On surgery eve, I had the difficult discussion with my children.  If the surgery was not successful, I did not want heroic measures to be taken. No life support equipment. But my children have known this for years.

Emily said, “We know, Mom.  If you’re not you, you don’t want to live.”

It’s a lot to consider for a 23- and 16-year-old. In fact, I would think it’s terrifying.

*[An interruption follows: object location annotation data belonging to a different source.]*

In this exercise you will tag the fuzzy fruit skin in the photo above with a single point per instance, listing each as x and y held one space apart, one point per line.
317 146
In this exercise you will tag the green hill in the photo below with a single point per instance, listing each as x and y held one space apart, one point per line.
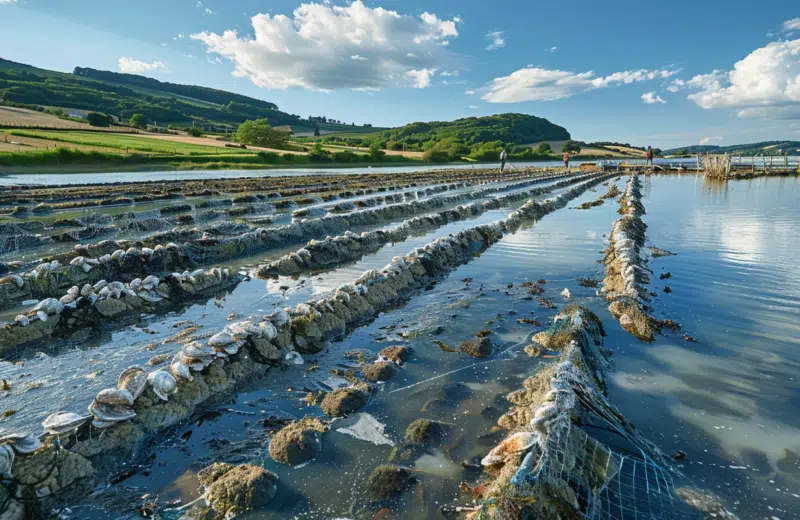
508 128
762 148
123 95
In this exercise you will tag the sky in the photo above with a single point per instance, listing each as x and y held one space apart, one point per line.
661 73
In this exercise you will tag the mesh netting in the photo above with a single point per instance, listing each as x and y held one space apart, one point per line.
586 460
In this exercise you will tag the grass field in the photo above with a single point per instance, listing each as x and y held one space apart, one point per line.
125 142
12 116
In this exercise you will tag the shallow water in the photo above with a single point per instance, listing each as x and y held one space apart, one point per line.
728 401
77 367
57 179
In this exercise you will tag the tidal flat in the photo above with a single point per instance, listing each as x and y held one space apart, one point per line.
417 345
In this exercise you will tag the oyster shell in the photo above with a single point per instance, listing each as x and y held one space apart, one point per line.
181 371
114 397
110 414
519 442
163 384
62 422
22 443
134 380
6 460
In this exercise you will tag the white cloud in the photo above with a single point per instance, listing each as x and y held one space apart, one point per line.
791 25
497 40
765 84
537 84
420 78
651 98
707 140
132 66
313 48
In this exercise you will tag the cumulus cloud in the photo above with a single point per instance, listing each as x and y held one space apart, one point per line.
497 40
791 25
313 48
420 78
132 66
651 98
765 84
537 84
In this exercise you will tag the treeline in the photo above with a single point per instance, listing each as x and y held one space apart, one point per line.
21 84
508 128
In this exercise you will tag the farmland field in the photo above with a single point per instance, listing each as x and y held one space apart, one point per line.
124 142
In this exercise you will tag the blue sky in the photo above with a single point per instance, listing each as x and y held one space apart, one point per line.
661 73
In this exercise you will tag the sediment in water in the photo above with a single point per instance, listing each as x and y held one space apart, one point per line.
124 260
627 273
146 403
332 251
96 305
557 461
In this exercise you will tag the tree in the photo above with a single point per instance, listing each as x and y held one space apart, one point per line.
259 133
543 149
138 121
571 146
98 119
376 151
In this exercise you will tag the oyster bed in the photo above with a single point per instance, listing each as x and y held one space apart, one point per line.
305 330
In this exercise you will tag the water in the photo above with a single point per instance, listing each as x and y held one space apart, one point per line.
729 401
60 179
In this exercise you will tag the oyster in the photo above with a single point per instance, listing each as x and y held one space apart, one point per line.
181 371
22 443
110 414
519 442
62 422
134 380
114 397
6 460
163 384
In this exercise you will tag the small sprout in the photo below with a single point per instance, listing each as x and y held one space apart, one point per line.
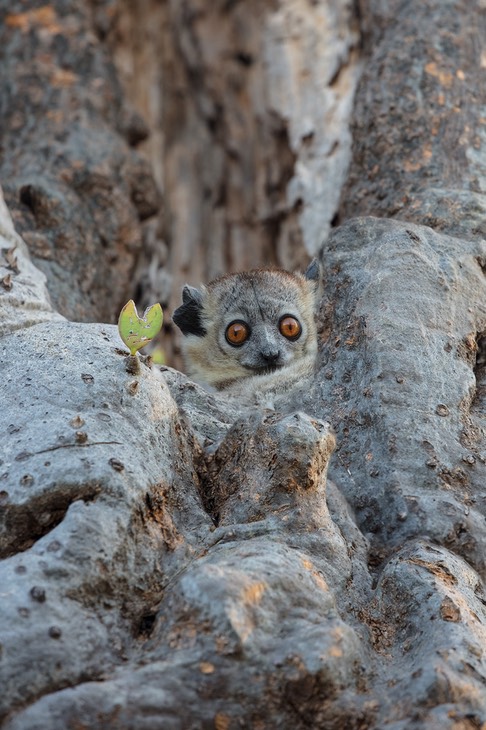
135 331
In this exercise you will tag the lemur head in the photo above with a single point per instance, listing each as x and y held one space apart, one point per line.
247 324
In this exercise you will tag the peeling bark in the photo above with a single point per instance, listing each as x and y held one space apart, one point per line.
173 558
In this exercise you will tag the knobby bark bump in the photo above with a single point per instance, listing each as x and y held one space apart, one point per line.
173 558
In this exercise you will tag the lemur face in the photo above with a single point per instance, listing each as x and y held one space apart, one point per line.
247 324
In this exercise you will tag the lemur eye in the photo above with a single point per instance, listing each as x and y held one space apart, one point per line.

On Surgery Eve, with Emily and Solomon

I spoke with Patty as well, and my brother, Carl, an infectious disease specialist and drummer.  “If I have to be flown to Switzerland, it’s not my kids who are going to bring me. It’s you.”  They understood.

I made several copies of a list of people who needed a call as soon as I was out of surgery.  Emily and Patty promised they would take care of it.

Without anyone uttering it, I’m sure we were all thinking the same thing.